We Induced Smells With Ultrasound
Overall Reaction
- Many commenters find the experiment “breathtakingly cool” and love the hacker‑lab writeup style.
- Others are intrigued but cautious, emphasizing that this is an N=2, self‑experiment blog post, not a peer‑reviewed result.
Plausibility, Mechanism, and Alternative Explanations
- Several speculate that “burning”, “garbage”, “fresh air” etc. might be:
- Direct olfactory bulb stimulation, or
- Mechanical/thermal activation of existing gunk in the nasal cavity, or saturating receptors, analogous to seeing colors when pressing on your eyes.

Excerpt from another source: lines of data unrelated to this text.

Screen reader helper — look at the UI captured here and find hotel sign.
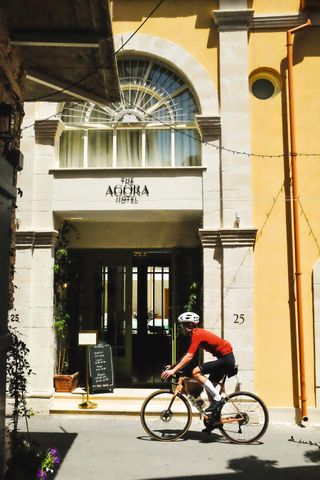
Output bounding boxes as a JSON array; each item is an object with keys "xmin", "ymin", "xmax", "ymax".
[{"xmin": 106, "ymin": 177, "xmax": 149, "ymax": 204}]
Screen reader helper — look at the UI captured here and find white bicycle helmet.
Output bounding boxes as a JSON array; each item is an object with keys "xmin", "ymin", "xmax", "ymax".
[{"xmin": 178, "ymin": 312, "xmax": 200, "ymax": 325}]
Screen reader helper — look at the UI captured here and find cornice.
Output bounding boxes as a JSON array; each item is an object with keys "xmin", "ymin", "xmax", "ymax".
[
  {"xmin": 250, "ymin": 13, "xmax": 307, "ymax": 30},
  {"xmin": 34, "ymin": 120, "xmax": 64, "ymax": 145},
  {"xmin": 212, "ymin": 9, "xmax": 254, "ymax": 31},
  {"xmin": 212, "ymin": 9, "xmax": 320, "ymax": 31},
  {"xmin": 196, "ymin": 115, "xmax": 221, "ymax": 142},
  {"xmin": 15, "ymin": 230, "xmax": 58, "ymax": 249},
  {"xmin": 199, "ymin": 228, "xmax": 257, "ymax": 248}
]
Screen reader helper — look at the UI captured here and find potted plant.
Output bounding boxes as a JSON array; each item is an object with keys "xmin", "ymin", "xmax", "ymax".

- COVID parosmia, stroke, and other disorders are cited as examples where a wide range of inputs collapse into a few “bad” odors, supporting the idea that much of olfactory space may default to “danger” smells.
- Vibration theory of olfaction and receptor “resonance” are mentioned; others note the ultrasound frequency is far from molecular vibrational modes, so the exact mechanism remains unclear.
Safety and Legality
- Multiple commenters ask “is this safe?” and whether it’s legal off‑label device use.

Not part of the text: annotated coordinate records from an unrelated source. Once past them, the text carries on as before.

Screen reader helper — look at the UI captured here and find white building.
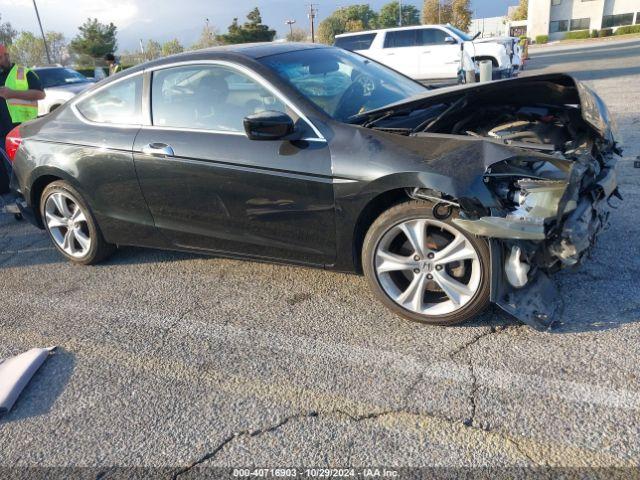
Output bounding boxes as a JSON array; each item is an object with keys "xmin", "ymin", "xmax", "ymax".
[{"xmin": 527, "ymin": 0, "xmax": 640, "ymax": 40}]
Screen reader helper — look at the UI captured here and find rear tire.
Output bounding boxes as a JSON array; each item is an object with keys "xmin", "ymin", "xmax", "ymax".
[
  {"xmin": 362, "ymin": 201, "xmax": 491, "ymax": 325},
  {"xmin": 40, "ymin": 180, "xmax": 116, "ymax": 265}
]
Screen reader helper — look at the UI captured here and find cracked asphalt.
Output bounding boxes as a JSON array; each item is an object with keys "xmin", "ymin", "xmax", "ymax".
[{"xmin": 0, "ymin": 40, "xmax": 640, "ymax": 478}]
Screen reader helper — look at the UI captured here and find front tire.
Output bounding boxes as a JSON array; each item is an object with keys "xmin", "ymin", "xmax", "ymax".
[
  {"xmin": 40, "ymin": 181, "xmax": 116, "ymax": 265},
  {"xmin": 362, "ymin": 201, "xmax": 491, "ymax": 325}
]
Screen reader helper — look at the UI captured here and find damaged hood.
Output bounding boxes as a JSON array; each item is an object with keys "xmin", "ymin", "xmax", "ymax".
[{"xmin": 353, "ymin": 74, "xmax": 620, "ymax": 144}]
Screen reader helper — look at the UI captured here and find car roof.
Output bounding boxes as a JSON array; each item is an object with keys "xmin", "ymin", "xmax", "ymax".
[
  {"xmin": 115, "ymin": 42, "xmax": 335, "ymax": 80},
  {"xmin": 336, "ymin": 24, "xmax": 449, "ymax": 38},
  {"xmin": 145, "ymin": 42, "xmax": 331, "ymax": 66}
]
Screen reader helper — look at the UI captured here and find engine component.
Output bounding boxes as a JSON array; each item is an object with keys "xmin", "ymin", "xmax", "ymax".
[
  {"xmin": 506, "ymin": 178, "xmax": 575, "ymax": 225},
  {"xmin": 504, "ymin": 246, "xmax": 531, "ymax": 288}
]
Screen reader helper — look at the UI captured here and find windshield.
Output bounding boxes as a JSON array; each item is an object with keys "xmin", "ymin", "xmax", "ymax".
[
  {"xmin": 260, "ymin": 48, "xmax": 427, "ymax": 122},
  {"xmin": 35, "ymin": 68, "xmax": 89, "ymax": 88},
  {"xmin": 447, "ymin": 25, "xmax": 472, "ymax": 42}
]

- One of the experimenters replies: power levels were measured with a hydrophone and kept well below diagnostic ultrasound limits; mechanical index was ~0.4 vs. the 1.9 guideline.
- Some remain uneasy about intentionally focusing energy at the brain and draw parallels to concerns about high‑powered prenatal ultrasound; others push back that standard scans are well‑studied and this setup requires precise targeting not present in routine imaging.
Scientific Rigor and Replication
- Critiques include:
- Very small sample size, both subjects being authors.
- Lack of institutional affiliation, formal protocol, or deep engagement with prior literature.
- Strong wording like “turns out, yes!” and “no one has done this” viewed as premature.
- Defenders call it reasonable transcranial focused ultrasound (TFUS) with a novel target and see it as valuable “citizen science” that should now be independently replicated.
Applications and Speculation
- Suggested uses:
- VR / gaming / “smell‑o‑vision”, especially in porn and immersive media.
- Advertising, crowd or riot control, nuclear‑waste warnings, code‑review “code smell” tools.
- Neuromodulation beyond smell: vestibular stimulation, mood, learning aids.
- Therapeutic and diagnostic uses for anosmia, olfactory rehab, and maintaining expertise (e.g. sommeliers).
- A particularly discussed idea: olfaction as a ~400–800‑dimensional input channel, potentially used to “write” high‑dimensional semantic vectors (like LLM latent space) directly into the brain.
Ethical and Societal Concerns
- Strong distrust of large tech firms having “direct write access” to the brain; some argue we already grant such power to social media behaviorally.
- Calls for any future high‑resolution brain‑writing tech to be open‑source and auditable, to avoid opaque, potentially manipulative devices controlling perception.